Striping helps to increase capacity and performance without adding disks to each RAID 6 set (which would decrease data availability and could impact performance). RAID 60 improves upon the performance of RAID 6. Despite that RAID 60 is slightly worse than RAID 50 in terms of writes due to the added overhead of more parity calculations. When data security is concerned this performance drop is negligible.

RAID-10+0

A RAID 100, sometimes also called RAID 10+0, is a stripe of RAID 10s. This is logically equivalent to a wider RAID 10 array, but is generally implemented using software RAID 0 over hardware RAID 10. Being "striped two ways", RAID 100 is described as a "plaid RAID".[1] Below is an example in which two sets of four 120 GB RAID 1 arrays are striped and re-striped to make 480 GB of total storage space:

Note: A1, B1, et cetera each represent one data sector; each column represents one disk.

The failure characteristics are identicial to RAID 10: all but one drive from each RAID 1 set could fail without loss of data. However, the remaining disk from the RAID 1 becomes a single point of failure for the already degraded array. Often the top level stripe is done in software. Some vendors call the top level stripe a MetaLun (Logical Unit Number (LUN)), or a Soft Stripe.
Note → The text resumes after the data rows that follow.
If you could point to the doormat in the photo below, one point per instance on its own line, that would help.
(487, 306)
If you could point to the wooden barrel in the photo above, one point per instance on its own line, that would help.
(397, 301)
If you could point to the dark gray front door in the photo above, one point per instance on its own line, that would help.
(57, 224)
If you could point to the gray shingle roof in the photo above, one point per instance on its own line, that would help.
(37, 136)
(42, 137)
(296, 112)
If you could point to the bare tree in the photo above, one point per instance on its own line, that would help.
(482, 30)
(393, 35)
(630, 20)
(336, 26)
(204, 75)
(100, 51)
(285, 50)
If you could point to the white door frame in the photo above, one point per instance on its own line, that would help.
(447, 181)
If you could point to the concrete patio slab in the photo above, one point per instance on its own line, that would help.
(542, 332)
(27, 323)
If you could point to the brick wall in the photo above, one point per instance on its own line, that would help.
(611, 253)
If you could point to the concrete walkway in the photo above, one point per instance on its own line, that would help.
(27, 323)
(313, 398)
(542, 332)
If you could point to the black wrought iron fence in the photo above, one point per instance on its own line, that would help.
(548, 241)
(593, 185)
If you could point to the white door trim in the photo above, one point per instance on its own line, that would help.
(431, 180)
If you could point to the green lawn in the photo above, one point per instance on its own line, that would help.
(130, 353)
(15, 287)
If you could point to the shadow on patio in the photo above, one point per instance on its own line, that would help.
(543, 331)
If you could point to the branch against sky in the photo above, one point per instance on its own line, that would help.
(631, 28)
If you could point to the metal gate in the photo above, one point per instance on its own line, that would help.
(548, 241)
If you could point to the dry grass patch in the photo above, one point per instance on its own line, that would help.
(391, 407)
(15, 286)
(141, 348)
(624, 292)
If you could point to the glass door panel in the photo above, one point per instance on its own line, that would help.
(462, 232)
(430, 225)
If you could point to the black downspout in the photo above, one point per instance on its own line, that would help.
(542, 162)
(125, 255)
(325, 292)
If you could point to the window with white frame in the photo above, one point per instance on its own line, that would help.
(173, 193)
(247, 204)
The major benefits of RAID 100 (and plaid RAID in general) over single-level RAID is spreading the load across multiple RAID controllers, giving better random read performance and mitigating hotspot risk on the array. For these reasons, RAID 100 is often the best choice for very large databases, where the hardware RAID contollers limit the number of physical disks allowed in each standard array. Implementing nested RAID levels allows virtually limitless spindle counts in a single logical volume.